# Mapmaking Discussion & Philosophy (WIP/Critique) > Pen and Paper / Traditional Methods >  A Christmas-themed battlemap: Krampus' Office

## Sturch

Hi guys, here's my newest map. It's for a Christmas D&D adventure I'm running. Apologies for the poor quality image. I had to get it scanned at a store and they scanned in in the worng file format so I had to use a free pdf converter which downgraded the file quality.  :Frown: 



It's done to a 1:15.24 scale.
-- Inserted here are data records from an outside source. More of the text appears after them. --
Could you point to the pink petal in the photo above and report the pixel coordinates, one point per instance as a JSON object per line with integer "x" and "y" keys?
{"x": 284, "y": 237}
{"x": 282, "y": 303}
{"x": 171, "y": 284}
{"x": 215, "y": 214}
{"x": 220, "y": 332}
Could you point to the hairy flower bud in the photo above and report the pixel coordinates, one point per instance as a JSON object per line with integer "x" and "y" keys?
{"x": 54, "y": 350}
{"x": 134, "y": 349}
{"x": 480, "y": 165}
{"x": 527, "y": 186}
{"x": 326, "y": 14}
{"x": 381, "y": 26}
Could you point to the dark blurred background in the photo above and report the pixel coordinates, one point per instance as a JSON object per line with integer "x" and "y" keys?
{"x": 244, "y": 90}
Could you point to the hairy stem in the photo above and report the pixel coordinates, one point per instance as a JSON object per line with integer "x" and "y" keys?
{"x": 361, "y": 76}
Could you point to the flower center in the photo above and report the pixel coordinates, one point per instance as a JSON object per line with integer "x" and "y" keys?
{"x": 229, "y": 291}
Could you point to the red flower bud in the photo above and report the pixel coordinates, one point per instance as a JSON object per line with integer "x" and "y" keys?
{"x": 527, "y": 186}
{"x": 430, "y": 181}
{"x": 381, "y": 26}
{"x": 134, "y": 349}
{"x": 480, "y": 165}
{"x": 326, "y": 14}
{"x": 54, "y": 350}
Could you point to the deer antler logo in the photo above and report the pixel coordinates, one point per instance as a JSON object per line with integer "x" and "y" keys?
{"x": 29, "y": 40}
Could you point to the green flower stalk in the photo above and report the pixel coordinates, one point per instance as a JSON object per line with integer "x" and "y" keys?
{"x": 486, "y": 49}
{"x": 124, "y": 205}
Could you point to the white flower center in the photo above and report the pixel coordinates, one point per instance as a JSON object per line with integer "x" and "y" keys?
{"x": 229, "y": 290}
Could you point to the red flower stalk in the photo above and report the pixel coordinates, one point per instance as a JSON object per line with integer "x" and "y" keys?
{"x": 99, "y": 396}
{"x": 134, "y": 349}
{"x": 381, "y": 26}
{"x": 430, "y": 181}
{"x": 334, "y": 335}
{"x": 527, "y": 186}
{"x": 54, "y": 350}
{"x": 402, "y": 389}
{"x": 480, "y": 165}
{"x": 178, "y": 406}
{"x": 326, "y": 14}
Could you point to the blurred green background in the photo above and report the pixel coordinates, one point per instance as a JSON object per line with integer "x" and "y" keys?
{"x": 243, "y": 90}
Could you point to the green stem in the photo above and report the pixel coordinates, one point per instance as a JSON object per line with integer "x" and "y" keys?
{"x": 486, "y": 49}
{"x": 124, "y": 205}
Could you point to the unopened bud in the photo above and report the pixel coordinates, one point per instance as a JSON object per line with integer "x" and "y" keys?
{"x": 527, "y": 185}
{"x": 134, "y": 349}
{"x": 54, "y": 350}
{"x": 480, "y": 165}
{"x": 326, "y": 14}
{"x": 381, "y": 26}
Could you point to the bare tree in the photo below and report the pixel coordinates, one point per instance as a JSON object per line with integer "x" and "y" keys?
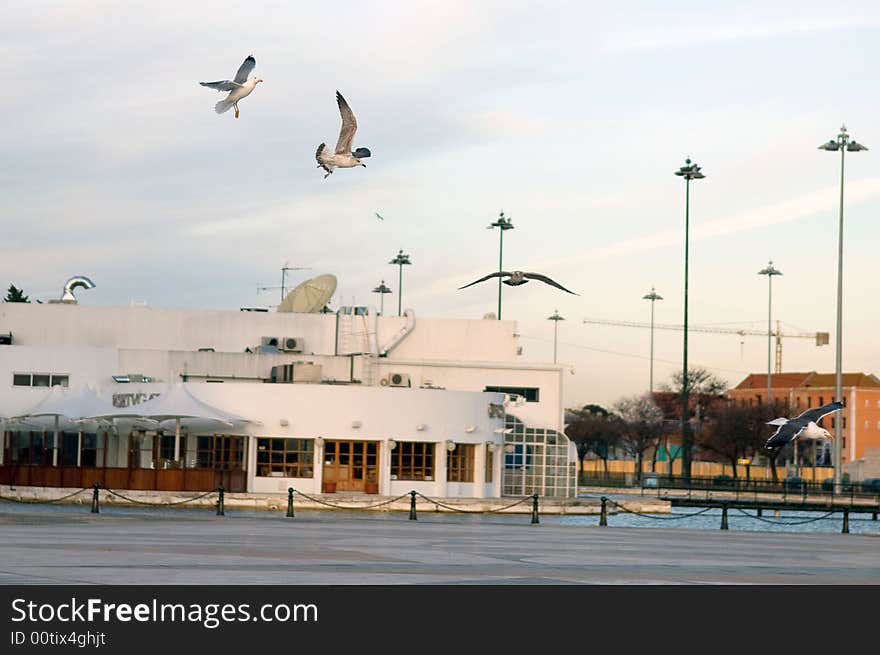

There are 4 fireplaces for evil minions to enter the study through and all the big wrinkly-looking tomato things at the back are sacks full or evil and harmful presents he plans on giving out unless the party can stop him.

Hope you guys like it!

Sturch

----------


## Mark Oliva

For anyone who lives in countries where _Krampus, Grampus_ etc.is unknown, he is a nasty type who goes along with the local version of Santa Claus and deals with the badly-behaved children.

----------


## Bogie

Sounds like a cool scenario!

----------


## Adfor

This is fun, love the ascetic. Looks and sounds like a boss-like encounter, especially with the four fireplaces as a mechanic, very cool.

IR

----------


## Sturch

> This is fun, love the ascetic. Looks and sounds like a boss-like encounter, especially with the four fireplaces as a mechanic, very cool.
> 
> IR


Thank you! Just trying to find my style.  :Smile:  The fireplace idea came about because I have a good number enemies for the group to fight. I didn't want every round of combat to be a crazy number of turns long so I decided I'd find a way to drip-feed maybe 4 or 5 enemies at a time to the group!

----------


## Sturch

> Sounds like a cool scenario!


Thank you!

----------


## Sturch

> For anyone who lives in countries where _Krampus, Grampus_ etc.is unknown, he is a nasty type who goes along with the local version of Santa Claus and deals with the badly-behaved children.


Thanks for giving context. I should have probably done so!

----------